Apicda funded the construction of a new 30,000-square-foot processing facility in Kent for Cannon. That plant, the group said, would be a “game changer” that allowed further for further vertical integration with the Aleutian primary processing operations.
But according to Apicda’s 2015 annual report, Cannon lost money that year, contributing to a combined $1m loss for the company along with Apicda’s vessels and tourism operations. Cannon’s contribution to that loss wasn’t specified.
“Trident has done more to lift the pollock market than any other company in the world. They’ve done more product development than any other company in the world. Frankly everybody in this industry, like Trident or not, walks under their umbrella. They’re the guys in the room fighting the battle. I trust them and I believe in them,” Larry Cotter
Cannon has since seen a change in management with its CEO since 2013, Pat Rogan, leaving in June 2017, replaced by O’Bryant, a veteran of Bornstein Seafood and Pacific Seafood Group.
Cannon’s product offerings may change.
“The next part of the process — there’s several parts to it — but the next part is to move to table-ready products. We need to produce that at our own facility at Cannon ideally using products that we produce ourselves so we’re vertically integrating in that direction,” Cotter said.
A new brand is underway, Apicda has some names in mind, though Cotter declined to give further detail.
“We’ve been working on branding for a couple of years now. We’ve really come a long, long ways. We really think we’re at a point where it’s a couple of months and we could launch,” Cotter said.
He added that despite some tough times, he’s optimistic about Cannon’s prospects.
“We’ve got good management at the plant now. We’re very happy with the skill level that we have and the sense of detail,” he said, adding that Apicda aims to take advantage of Trident’s experience in value-added production and product development.
“Certainly they have a great deal of expertise and knowledge that we don’t have. We may have ideas that they don’t have. Just sense of scale has a way of heightening intellectual levels of whatever. So I’m looking forward to it quite frankly. We’re excited,” he said.
Apicda’s partnership with Trident does not extend to sales.
“Trident has its own markets. Their sales people are interested in preserving their markets; they’re not interested, and properly so, in turning them over to us. We get that,” he said.
Apicda has two opportunities that aren’t available to Trident, Cotter added. The first is Apicda’s ability — given that it serves seven remote communities in the Aleutian Islands mainly populated by Alaska Natives — to qualify under the Small Business Administration’s 8A Business Development Program aimed at “small, disadvantaged” firms.
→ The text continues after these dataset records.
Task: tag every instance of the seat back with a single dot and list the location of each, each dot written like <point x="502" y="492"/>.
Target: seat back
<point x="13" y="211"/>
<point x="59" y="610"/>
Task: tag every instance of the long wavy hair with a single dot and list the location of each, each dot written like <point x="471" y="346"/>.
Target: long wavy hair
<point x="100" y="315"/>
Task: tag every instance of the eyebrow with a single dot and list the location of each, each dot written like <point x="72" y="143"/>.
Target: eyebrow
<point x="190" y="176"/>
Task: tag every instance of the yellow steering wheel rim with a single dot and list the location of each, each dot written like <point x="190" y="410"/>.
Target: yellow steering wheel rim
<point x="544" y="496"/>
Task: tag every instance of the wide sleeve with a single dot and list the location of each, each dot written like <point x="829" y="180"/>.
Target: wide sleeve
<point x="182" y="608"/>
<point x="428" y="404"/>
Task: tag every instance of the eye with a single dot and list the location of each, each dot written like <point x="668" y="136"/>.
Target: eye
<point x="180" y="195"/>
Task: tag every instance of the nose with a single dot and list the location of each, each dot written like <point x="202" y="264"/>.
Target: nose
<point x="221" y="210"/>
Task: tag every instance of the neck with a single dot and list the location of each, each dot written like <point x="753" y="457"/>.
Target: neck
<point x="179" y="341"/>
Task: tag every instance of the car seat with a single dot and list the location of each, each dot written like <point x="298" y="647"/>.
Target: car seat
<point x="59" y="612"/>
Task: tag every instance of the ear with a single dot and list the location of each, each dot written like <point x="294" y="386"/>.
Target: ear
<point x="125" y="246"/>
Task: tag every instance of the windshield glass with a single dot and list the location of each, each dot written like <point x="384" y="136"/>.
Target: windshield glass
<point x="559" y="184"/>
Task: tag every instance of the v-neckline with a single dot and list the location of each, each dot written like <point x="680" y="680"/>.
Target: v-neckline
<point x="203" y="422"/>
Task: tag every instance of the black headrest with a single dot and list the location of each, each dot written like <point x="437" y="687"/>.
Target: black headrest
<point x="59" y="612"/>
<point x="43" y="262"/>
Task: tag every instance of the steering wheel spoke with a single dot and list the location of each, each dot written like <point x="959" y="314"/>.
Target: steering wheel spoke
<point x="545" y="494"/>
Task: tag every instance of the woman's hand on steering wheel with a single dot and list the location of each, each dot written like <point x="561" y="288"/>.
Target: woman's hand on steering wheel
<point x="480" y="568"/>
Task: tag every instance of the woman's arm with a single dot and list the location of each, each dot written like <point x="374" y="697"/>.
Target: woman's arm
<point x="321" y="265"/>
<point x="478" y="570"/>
Those firms can receive preferences in the awarding process for government contracts.
Additionally, Apicda also can position itself as a Minority Business Enterprise, a designation that could help it to win contracts from large private sector retailers, some of which require that a portion of their sourcing comes from minority-owned firms as a corporate social responsibility measure.
Apicda has long partnered with Trident on pollock harvesting, and Cotter said he values their perspective on what has been a tough market.
“I remember five years ago when we were told by Trident that the whitefish market is about to go into the toilet and that you better hold on and that it’s probably going to last about four years,” he said. “And they were right except it’s lasted five years. They believe now that that market is shifting. And it may shift dramatically starting in the next year.”
Trident’s own efforts with pollock have helped the sector, Cotter said.
“Trident has done more to lift the pollock market than any other company in the world. They’ve done more product development than any other company in the world. Frankly everybody in this industry, like trident or not, walks under their umbrella,” he said. “They’re the guys in the room fighting the battle. I trust them and I believe in them.”